Plot method for objects of class bqr.svy produced by bqr.svy(). It can display fitted quantile curves, coefficient–quantile profiles, MCMC trace plots, and posterior densities.

Usage

# S3 method for bqr.svy
plot(
  x,
  y = NULL,
  type = c("fit", "quantile", "trace", "density"),
  predictor = NULL,
  tau = NULL,
  which = NULL,
  add_points = TRUE,
  combine = TRUE,
  show_ci = FALSE,
  ci_probs = c(0.1, 0.9),
  at = NULL,
  grid_length = 200,
  points_alpha = 0.4,
  point_size = 1.5,
  line_size = 1.2,
  main = NULL,
  use_ggplot = TRUE,
  theme_style = c("minimal", "classic", "bw", "light"),
  color_palette = c("viridis", "plasma", "set2", "dark2"),
  add_h0 = FALSE,
  add_ols = FALSE,
  ols_fit = NULL,
  ols_weights = NULL,
  ...
)

# S3 method for bwqr_fit plot(x, ...)

# S3 method for bwqr_fit_multi plot(x, ...)

Value

invisible(NULL) for base R graphics, or a ggplot object if use_ggplot = TRUE.

Arguments

x

Object of class bqr.svy.

y

Ignored (S3 signature).

type

One of "fit", "quantile", "trace", "density".

predictor

(fit) Name of a numeric predictor; if NULL, the first numeric predictor (excluding the response) is used.

tau

Quantile(s) to plot; must appear in x$quantile. If NULL, all available are used.

which

(quantile/trace/density) Coefficient name or index to display. The default is the first coefficient associated with the first variable in the model.

add_points

(fit) Logical; overlay observed data points.

combine

(fit) Logical; if multiple tau: TRUE overlays curves in one panel; FALSE uses one panel per quantile.

show_ci

(fit) Logical; draw credible bands.

ci_probs

(fit) Length-2 numeric vector with lower/upper probabilities for credible bands.

at

(fit) Named list of fixed values for non-predictor covariates (see Details).

grid_length

(fit) Integer; number of points in the predictor grid.

points_alpha

(fit) Point transparency in [0,1].

point_size

(fit) Point size.

line_size

(fit/quantile) Line width for fitted/summary lines.

main

Optional main title.

use_ggplot

Logical; if TRUE, return a ggplot object.

theme_style

(ggplot) One of "minimal", "classic", "bw", "light".

color_palette

(ggplot) One of "viridis", "plasma", "set2", "dark2".

add_h0

(quantile) Logical; add a horizontal reference at \(y = 0\).

add_ols

(quantile) Logical; add the OLS estimate (dotted line) for the selected coefficient.

ols_fit

(quantile) Optional precomputed lm object; if NULL, an lm() is fitted internally using x$model and x$terms.

ols_weights

(quantile) Optional numeric vector of weights when fitting OLS internally (length must match nrow(x$model)).

...

Accepted for compatibility; ignored by internal plotting code.

Details

Supported plot types:

  • type = "fit": Fitted quantile curves versus a single numeric predictor. Optionally overlay observed points and credible bands. Other covariates can be held fixed via at.

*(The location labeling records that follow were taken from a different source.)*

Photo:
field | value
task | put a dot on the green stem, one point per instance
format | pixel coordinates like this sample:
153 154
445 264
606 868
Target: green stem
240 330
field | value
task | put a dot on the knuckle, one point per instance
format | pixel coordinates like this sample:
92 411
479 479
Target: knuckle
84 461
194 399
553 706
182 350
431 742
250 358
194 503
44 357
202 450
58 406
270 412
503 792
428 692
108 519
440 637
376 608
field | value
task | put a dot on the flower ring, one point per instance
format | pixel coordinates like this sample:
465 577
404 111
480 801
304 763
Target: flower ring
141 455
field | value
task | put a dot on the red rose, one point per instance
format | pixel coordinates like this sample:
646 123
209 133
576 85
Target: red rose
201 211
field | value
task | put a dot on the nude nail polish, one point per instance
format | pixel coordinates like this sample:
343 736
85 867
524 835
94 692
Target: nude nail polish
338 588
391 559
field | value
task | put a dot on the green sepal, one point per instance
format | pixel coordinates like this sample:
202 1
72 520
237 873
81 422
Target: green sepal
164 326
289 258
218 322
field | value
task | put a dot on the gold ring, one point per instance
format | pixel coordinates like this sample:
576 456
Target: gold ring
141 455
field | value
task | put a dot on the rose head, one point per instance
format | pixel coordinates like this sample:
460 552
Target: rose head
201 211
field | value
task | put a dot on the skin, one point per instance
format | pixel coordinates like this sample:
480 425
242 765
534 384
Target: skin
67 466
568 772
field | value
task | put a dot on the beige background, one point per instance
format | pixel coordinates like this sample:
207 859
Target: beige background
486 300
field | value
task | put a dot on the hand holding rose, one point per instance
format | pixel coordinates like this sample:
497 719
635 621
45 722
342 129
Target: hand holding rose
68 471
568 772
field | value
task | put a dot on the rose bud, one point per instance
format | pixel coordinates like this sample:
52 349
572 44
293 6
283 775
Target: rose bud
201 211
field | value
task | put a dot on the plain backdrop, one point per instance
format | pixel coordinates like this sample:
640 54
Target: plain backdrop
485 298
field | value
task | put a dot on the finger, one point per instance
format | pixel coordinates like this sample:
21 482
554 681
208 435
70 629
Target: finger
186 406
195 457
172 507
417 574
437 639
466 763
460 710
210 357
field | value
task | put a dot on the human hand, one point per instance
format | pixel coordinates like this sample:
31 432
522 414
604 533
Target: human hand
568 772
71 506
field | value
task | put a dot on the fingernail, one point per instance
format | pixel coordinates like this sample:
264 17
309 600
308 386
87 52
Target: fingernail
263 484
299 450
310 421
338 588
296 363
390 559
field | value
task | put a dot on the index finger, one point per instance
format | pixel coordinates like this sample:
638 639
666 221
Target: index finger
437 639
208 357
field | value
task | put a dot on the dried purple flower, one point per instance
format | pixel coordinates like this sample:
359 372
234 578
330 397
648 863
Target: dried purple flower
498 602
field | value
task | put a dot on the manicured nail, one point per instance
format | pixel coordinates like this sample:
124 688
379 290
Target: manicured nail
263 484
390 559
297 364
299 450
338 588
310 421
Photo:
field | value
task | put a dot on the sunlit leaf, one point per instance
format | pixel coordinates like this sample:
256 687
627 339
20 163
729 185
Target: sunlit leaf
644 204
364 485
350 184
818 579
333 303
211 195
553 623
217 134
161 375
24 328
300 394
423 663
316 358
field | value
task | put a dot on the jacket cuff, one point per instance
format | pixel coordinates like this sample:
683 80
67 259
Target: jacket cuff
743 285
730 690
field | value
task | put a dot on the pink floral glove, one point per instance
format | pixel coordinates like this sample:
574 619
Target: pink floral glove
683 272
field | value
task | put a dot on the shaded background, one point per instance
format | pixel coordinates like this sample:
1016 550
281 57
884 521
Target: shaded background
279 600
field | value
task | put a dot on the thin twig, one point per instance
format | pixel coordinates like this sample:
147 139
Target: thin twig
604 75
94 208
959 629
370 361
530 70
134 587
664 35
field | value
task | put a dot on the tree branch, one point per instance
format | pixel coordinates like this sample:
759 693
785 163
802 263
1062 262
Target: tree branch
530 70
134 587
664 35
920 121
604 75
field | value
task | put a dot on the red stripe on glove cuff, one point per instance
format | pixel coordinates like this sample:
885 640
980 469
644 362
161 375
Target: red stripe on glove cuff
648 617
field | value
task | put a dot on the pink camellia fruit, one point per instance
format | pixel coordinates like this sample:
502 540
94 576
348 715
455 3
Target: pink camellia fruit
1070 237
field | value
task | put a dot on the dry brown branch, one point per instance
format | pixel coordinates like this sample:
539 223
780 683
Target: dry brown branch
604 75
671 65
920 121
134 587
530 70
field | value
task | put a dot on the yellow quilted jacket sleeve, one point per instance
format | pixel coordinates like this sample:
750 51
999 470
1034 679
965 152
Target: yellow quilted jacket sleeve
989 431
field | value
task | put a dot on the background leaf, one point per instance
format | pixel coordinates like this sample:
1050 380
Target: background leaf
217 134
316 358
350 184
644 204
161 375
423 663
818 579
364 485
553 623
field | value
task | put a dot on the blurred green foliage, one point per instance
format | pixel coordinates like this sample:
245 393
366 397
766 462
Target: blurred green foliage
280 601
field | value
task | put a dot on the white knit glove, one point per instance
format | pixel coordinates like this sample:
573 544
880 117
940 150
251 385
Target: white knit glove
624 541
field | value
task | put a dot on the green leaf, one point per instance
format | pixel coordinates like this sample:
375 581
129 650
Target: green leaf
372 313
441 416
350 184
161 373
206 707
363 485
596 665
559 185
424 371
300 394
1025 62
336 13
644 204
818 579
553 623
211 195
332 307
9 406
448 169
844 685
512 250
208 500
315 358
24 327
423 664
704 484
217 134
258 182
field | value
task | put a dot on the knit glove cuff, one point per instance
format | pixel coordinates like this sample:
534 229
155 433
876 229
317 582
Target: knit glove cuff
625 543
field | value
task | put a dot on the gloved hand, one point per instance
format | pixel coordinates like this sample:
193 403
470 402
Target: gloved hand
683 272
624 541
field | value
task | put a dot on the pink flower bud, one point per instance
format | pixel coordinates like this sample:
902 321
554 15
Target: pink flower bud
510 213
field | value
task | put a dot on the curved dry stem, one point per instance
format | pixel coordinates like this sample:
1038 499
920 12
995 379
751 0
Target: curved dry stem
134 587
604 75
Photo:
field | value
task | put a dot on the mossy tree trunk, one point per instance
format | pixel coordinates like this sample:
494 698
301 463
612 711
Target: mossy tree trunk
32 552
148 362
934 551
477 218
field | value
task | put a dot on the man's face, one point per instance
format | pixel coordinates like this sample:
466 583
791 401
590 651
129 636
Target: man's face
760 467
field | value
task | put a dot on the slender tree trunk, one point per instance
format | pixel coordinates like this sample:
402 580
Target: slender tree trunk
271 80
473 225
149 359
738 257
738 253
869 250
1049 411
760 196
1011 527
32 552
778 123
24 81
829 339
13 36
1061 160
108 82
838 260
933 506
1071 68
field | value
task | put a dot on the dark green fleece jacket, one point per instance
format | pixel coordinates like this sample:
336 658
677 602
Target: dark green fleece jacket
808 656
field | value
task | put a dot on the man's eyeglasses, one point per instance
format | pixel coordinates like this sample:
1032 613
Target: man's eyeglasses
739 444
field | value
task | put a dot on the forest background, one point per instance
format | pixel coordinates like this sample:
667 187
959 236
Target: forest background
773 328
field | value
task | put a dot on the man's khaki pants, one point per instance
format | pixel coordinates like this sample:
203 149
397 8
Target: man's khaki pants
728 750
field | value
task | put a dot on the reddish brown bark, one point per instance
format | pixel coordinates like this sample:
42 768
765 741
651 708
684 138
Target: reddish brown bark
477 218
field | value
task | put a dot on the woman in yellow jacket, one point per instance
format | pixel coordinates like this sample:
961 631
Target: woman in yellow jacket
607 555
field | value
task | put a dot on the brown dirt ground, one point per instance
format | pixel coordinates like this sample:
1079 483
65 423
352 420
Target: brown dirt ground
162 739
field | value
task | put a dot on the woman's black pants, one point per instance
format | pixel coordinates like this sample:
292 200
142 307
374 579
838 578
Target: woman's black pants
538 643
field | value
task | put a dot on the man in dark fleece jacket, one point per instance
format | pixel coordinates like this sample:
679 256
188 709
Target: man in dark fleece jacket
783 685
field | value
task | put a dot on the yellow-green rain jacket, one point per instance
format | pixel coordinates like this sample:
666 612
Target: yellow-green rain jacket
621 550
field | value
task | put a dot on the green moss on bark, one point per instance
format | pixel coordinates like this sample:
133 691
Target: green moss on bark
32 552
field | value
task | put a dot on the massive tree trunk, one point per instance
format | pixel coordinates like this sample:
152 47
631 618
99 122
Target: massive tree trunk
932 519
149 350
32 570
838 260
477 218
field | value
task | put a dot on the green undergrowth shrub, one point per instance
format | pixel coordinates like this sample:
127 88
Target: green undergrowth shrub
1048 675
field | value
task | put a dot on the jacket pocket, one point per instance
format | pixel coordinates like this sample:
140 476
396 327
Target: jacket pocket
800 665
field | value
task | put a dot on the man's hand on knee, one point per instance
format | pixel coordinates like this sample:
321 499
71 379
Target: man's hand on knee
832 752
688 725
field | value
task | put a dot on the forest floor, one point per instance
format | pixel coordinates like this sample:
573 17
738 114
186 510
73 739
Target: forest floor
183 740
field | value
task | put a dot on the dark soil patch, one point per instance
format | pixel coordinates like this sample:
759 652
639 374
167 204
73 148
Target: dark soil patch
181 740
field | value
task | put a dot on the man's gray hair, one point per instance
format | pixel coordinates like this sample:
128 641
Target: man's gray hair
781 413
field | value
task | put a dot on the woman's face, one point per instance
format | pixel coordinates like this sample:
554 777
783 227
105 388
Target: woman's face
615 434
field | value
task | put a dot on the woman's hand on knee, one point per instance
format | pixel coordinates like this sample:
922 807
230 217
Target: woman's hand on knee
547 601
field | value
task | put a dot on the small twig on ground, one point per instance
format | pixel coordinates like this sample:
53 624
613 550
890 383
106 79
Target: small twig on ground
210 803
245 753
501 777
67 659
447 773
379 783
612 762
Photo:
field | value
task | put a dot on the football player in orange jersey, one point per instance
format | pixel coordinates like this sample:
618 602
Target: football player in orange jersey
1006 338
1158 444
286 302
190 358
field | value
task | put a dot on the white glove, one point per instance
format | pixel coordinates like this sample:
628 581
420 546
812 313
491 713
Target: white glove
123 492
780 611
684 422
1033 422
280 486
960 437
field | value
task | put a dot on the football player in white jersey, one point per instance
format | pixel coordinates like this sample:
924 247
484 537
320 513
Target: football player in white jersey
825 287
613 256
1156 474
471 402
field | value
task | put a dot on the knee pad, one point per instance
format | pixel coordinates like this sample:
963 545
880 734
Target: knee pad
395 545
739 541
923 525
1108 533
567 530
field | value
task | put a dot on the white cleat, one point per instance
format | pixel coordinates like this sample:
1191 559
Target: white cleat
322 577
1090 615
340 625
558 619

  • type = "quantile": A single coefficient as a function of the quantile \(\tau\). Optionally add a reference line at 0 and the corresponding OLS estimate.

  • type = "trace": MCMC trace for one selected coefficient at a chosen \(\tau\).

  • type = "density": Posterior density for one selected coefficient at a chosen \(\tau\).

Notes:

  • tau must be included in x$quantile. If NULL, all available quantiles in the object are used.

  • For type = "fit", predictor must be a numeric column in the original model. If NULL, the first numeric predictor (different from the response) is chosen automatically.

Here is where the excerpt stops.